Hi all, I’m really worried about the rest of my pregnancy, and this is such a delicate topic, but I. Hoping others have been in a similar situation.
To be clear, I am aware I am very lucky to have (hopefully two) very healthy children and appreciate this is a delicate topic considering others aren’t so lucky. Im 17 weeks pregnant with our 2nd child. Our child was very much planned and when I found out I was pregnant I was ecstatic. Our son will be 2y2months when the new baby is born.
As the weeks go on, I am really not as excited as I was when pregnant with my son. I can’t imagine I’m the only mother who goes through this (well maybe I am, who knows) but my son is the most amazing thing ever, I just can’t imagine another child being equal to him, and I’m starting to worry I won’t bond or even like the child. My sons personality is everything I could have hoped for. He’s the right mix of confident, shy, brave, unsure, he’s so polite and it helps that he is (well I think) super super cute. How can another child be as wonderful as him? It’s strange, I don’t feel the mum guilt I thought I would, eg I’m not worried about him being jealous or feeling left out (I’m sure this will happen, but I accept it’s part of life and he’ll get over it) and I’m not worried about the new baby not getting my attention - everyone says there aren’t as many newborn photos of them, you have to always wake them for naps etc and work around the toddler - again the baby will be fine! It’s more that I just imagine loving or even liking this child as much as my 1st and it’s causing me huge worry.
we will find out soon if it’s a boy or a girl. My instinct is leaning towards boy which I’m very happy with as hopefully they’ll get very close - I never had a sister and I’m sure we would have ended up closer than me and my brother!
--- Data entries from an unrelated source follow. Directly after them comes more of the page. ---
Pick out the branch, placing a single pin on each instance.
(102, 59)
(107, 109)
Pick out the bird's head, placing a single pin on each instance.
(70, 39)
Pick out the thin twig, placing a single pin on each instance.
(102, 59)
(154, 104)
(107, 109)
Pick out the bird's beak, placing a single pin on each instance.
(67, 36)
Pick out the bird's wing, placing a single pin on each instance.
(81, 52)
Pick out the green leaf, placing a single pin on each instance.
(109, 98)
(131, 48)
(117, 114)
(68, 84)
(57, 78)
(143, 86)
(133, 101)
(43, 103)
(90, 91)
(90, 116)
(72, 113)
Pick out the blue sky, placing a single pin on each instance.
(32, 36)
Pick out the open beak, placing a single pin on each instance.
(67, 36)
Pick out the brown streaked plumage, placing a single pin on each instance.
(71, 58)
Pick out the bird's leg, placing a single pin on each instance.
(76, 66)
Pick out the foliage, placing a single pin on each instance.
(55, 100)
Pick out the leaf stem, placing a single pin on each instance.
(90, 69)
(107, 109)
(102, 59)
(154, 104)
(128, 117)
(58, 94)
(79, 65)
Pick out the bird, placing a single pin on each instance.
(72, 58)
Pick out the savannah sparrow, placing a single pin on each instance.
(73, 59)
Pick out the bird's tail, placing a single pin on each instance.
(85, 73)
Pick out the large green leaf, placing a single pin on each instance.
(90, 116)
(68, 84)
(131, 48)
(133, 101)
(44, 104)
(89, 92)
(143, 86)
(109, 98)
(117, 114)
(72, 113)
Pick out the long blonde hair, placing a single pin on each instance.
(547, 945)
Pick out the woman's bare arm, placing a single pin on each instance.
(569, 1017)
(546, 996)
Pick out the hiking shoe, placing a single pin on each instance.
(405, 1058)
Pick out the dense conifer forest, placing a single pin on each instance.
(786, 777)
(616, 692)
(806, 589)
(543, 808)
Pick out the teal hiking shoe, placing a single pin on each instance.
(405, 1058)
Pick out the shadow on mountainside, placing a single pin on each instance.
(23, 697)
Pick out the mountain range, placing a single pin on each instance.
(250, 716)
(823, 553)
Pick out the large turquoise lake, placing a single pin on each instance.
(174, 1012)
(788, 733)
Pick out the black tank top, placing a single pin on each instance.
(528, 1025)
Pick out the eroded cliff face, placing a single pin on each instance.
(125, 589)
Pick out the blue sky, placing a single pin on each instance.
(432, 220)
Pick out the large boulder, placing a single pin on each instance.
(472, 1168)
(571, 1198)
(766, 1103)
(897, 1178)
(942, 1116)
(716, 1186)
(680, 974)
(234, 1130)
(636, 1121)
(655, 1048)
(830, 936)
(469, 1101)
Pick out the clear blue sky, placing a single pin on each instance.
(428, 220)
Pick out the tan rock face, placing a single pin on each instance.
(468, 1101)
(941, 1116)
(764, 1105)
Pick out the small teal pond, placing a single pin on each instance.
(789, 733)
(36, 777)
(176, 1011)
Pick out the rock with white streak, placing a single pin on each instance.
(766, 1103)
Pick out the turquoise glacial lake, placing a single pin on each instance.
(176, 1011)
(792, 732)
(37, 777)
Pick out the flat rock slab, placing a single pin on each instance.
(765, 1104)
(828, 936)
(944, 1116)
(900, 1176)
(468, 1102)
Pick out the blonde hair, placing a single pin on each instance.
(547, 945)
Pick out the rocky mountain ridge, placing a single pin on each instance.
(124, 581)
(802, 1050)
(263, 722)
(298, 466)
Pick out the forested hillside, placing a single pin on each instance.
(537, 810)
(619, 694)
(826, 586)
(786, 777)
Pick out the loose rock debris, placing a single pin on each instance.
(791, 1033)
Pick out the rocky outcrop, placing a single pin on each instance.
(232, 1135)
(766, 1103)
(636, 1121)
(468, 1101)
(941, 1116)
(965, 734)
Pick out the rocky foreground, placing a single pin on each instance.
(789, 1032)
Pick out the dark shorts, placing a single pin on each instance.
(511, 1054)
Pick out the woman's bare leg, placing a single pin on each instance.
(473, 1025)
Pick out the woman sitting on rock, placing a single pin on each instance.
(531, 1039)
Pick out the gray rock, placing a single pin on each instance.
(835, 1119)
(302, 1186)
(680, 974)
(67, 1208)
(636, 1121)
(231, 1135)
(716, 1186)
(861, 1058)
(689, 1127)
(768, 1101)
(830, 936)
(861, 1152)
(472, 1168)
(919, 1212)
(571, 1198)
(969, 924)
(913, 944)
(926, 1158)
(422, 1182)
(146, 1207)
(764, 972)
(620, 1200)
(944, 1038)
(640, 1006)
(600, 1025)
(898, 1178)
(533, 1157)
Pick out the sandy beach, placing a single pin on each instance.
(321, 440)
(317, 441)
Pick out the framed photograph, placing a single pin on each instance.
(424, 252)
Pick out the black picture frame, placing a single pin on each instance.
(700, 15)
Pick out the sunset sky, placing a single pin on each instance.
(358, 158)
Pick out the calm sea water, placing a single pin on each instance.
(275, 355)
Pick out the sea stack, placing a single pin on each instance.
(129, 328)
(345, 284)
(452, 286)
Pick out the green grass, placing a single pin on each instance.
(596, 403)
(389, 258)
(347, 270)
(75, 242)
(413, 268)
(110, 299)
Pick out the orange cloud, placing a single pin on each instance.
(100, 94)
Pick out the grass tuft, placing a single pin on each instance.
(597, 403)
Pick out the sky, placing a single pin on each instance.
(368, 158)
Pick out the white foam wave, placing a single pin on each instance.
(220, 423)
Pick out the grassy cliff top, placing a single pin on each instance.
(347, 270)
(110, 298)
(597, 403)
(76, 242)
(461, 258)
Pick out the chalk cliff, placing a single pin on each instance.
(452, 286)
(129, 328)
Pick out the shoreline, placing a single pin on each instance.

Part of me wonders if it was a girl I won’t feel this way as it will be much harder for me to compare the two, and if it’s a boy (which I think I’ll prefer in the long run) I will compare them too much.
wow, what a long and garbled message.
I guess I’m hoping to hear from anyone who has had more than 1 child and who felt like this when pregnant, and wondering if they’d like to share their stories (both good or bad!)